During Xi’s Moscow visit last week, a fake image of Putin in a servile position circulated widely among Ukrainian, English, French, German and Italian-language users of Telegram, Twitter, Reddit, YouTube, Mastodon, and LinkedIn, NewsGuard found. Among those sharing the images and apparently treating them as authentic was the former Ukrainian Ambassador to Austria, Olexander Scherba. 

Similarly, fabricated images shared by English, German, and Italian-language social media users depicted Trump being arrested by police in Manhattan. These fictional photos were created by Eliot Higgins, the founder of the Netherland-based fact-checking and journalism organization Bellingcat, who used the AI image generator Midjourney as a warning to illustrate how deceptive such images could be. However, social media users shared the photos to falsely claim that Trump was, in fact, arrested. (Higgins was subsequently banned from Midjourney’s platform, according to The Associated Press.)  

Indeed, the spread of these fake images follows the March 2023 release of Midjourney V5, the latest version of the company’s image creator, which it says “has much higher image quality, more diverse outputs, wider stylistic range,” and “better image prompting.” 

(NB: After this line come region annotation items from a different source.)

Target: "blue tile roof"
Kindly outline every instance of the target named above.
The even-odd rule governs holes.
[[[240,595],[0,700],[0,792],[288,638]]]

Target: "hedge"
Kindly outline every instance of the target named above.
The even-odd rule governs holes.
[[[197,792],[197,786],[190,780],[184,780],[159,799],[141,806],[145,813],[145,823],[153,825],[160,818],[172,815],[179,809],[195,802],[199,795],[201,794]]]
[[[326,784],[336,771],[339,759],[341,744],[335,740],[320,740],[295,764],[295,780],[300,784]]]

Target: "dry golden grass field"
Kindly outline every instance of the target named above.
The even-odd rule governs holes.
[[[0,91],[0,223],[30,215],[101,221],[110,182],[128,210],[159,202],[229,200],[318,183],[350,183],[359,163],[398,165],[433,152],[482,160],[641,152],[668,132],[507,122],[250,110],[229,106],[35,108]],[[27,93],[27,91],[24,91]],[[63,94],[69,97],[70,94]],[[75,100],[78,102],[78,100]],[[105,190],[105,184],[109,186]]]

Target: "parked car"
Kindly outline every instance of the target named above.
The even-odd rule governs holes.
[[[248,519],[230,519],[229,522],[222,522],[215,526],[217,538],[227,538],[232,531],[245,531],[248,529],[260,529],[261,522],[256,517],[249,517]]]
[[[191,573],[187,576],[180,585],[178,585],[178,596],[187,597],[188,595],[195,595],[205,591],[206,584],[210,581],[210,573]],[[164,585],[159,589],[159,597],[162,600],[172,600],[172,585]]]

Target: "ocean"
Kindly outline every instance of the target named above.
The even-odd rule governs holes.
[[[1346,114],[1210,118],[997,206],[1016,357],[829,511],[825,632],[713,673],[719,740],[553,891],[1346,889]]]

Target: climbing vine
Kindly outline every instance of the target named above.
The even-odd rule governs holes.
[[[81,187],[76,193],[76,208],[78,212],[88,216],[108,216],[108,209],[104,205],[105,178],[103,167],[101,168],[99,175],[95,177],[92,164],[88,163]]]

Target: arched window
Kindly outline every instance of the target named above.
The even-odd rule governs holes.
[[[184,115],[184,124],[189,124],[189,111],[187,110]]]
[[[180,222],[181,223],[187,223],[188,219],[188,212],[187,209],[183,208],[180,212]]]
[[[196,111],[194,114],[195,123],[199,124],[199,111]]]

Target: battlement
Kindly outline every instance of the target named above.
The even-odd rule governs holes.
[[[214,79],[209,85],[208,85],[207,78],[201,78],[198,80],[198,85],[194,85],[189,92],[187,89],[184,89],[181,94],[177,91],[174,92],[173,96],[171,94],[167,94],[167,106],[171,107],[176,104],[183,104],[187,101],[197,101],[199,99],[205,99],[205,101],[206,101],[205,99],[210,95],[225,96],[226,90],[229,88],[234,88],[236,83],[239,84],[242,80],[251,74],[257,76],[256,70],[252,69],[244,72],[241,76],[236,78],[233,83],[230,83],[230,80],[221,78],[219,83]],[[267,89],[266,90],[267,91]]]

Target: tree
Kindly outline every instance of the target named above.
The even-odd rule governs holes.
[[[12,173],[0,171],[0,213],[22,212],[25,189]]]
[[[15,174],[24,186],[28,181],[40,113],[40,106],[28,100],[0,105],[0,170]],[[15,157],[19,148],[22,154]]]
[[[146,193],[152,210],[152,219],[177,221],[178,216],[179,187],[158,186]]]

Midjourney was also used to create false images related to the French protests amid a work stoppage by garbage workers, showing President Emmanuel Macron doing everything from taking to the streets to protest his own pension reforms to sitting on piles of rubbish. On Truth Social, Trump shared an unlabeled AI-generated image of himself, originally posted by a Truth Social user named “Siggy Flicker,” that depicted the former president on one knee praying. A Forbes article noted that the image was apparently manipulated, as Trump seems to be missing a finger and “his thumbs are grafted on in a jumbled mess that seems to defy basic human anatomy.” 

—NewsGuard’s March 28, 2023, Disinformation Risk Briefing

When Deepfakes are Believed: Biden Did Not Really Call for a Military Draft

On Feb. 27, 2023, a video began circulating that purportedly shows U.S. President Joe Biden calling for a military draft in response to the national security threat posed by Russia’s invasion of Ukraine. In the video, President Biden appears to say: “The recommended way forward will be to invoke the Selective Service Act, as is my authority as president.” Under the scenario set out in the video, 20-year-olds would be drafted into the military via a lottery.  

In fact, President Biden never called for a draft. The video is “an AI [artificial intelligence]-generated deepfake” that was originally tweeted out by conservative news outlet The Post Millennial, according to fact-checking site Snopes. For its part, the Post Millennial acknowledged that the video was a fake, stating, “AI imagines what would happen if Biden declares and activates the Selective Service Act and begins drafting 20 year olds to war.”  

Nevertheless, the video circulated widely, often with no indication it was not real. For example, @ThePatriotOasis, a self-described “constitutional conservative” Twitter account, tweeted the video with the caption: “BREAKING: Biden calls for a national draft. Men and women are to be selected to fight in Ukraine.” The tweet, which treats the video as if it were real, garnered 6.3 million views as of March 2, 2023. Multiple comments responding to the tweet indicate the video was taken seriously by many who viewed it.